Cryptology is the science of secret writing and has been used for millennia to transmit information from one party to another without allowing intermediaries to learn the information. Cryptology includes cryptography, which is the encoding of information, and cryptanalysis, which is the decoding of the information. Often, people use cryptography to include both cryptography and cryptanalysis.
In cryptology, an original message, in plaintext, is desired to be sent from one party to another. The text is encrypted using an algorithm or cipher, and the result is called ciphertext.
Usually a key is used as part of the input to the algorithm, to vary the results of the algorithm and make the ciphertext more difficult to decipher, or turn back into plaintext. Symmetric encryption uses a single key to both encrypt the plaintext and decrypt the ciphertext. Asymmetric encryption uses two separate keys, one to encrypt, and one to decrypt. These two keys have a mathematical relationship that allows what is encrypted with one key to be decrypted only with the other key. Because of the nature of the mathematical relationship between the two keys, it takes longer to compute the encryption and decryption of information using asymmetric encryption.
Public key cryptography uses asymmetric encryption, where one key is made public, and the other is kept private. This is also referred to as a public/private key pair.
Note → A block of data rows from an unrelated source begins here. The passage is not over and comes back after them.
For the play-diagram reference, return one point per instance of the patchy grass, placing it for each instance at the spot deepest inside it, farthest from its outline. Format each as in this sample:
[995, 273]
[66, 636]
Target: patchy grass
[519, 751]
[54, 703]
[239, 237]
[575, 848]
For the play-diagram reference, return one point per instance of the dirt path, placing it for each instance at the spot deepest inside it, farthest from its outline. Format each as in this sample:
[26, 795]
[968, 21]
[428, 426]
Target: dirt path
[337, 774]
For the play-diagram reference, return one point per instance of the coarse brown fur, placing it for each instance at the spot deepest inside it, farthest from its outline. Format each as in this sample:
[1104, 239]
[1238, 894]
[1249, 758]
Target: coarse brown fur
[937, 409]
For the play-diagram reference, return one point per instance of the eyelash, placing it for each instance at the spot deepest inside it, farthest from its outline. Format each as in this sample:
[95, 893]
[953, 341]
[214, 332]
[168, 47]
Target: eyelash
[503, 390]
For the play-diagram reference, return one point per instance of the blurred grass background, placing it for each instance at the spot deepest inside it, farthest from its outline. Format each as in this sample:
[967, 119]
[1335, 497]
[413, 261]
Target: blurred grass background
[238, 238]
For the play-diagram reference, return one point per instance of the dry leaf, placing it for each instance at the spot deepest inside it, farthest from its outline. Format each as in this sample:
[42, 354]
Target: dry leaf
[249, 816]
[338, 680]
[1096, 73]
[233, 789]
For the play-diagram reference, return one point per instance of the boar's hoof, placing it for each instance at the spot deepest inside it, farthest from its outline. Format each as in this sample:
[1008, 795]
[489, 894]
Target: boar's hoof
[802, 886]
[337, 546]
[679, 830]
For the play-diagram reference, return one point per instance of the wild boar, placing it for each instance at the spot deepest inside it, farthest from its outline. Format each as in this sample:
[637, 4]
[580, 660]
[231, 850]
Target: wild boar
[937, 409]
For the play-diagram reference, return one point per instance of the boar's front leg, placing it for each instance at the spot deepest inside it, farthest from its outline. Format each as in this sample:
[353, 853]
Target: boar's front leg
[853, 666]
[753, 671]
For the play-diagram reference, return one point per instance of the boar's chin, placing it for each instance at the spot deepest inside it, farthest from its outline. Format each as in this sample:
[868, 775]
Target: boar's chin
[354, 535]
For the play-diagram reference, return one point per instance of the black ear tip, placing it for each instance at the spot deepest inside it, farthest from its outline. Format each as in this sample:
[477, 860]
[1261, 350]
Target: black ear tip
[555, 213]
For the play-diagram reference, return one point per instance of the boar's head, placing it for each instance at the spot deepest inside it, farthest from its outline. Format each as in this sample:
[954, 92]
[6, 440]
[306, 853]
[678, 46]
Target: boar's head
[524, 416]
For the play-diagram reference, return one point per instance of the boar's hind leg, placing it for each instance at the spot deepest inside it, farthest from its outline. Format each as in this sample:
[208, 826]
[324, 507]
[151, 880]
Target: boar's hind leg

A message sender may publish its public key, and anyone can use it to encrypt information. The sender will be the only one who can decrypt the information, using a private key. A second benefit to asymmetric encryption is that data can be encrypted with a private key, which anyone knowing the sender's public key can then decrypt, creating a digital signature that is unique. Digital signatures can also be referred to as digital certificates. Often, a third-party Certificate Authority (“CA”) is relied upon to authenticate a particular record. The system of using public and private keys and a CA is frequently referred to as the Public Key Infrastructure (“PKI”).
Another aspect of cryptology is the message-digest algorithm. A message-digest algorithm takes any amount of plaintext and produces a fixed-length ciphertext, which is referred to as the message digest, digest, or hash. A strong message-digest algorithm produces a unique digest for each input, such that if only one character of the plaintext changes the new digest is different.
The security of an algorithm used to encrypt information is based on whether or not it is considered possible to crack the ciphertext and find the plaintext. The larger the key used with the algorithm, the more secure the data.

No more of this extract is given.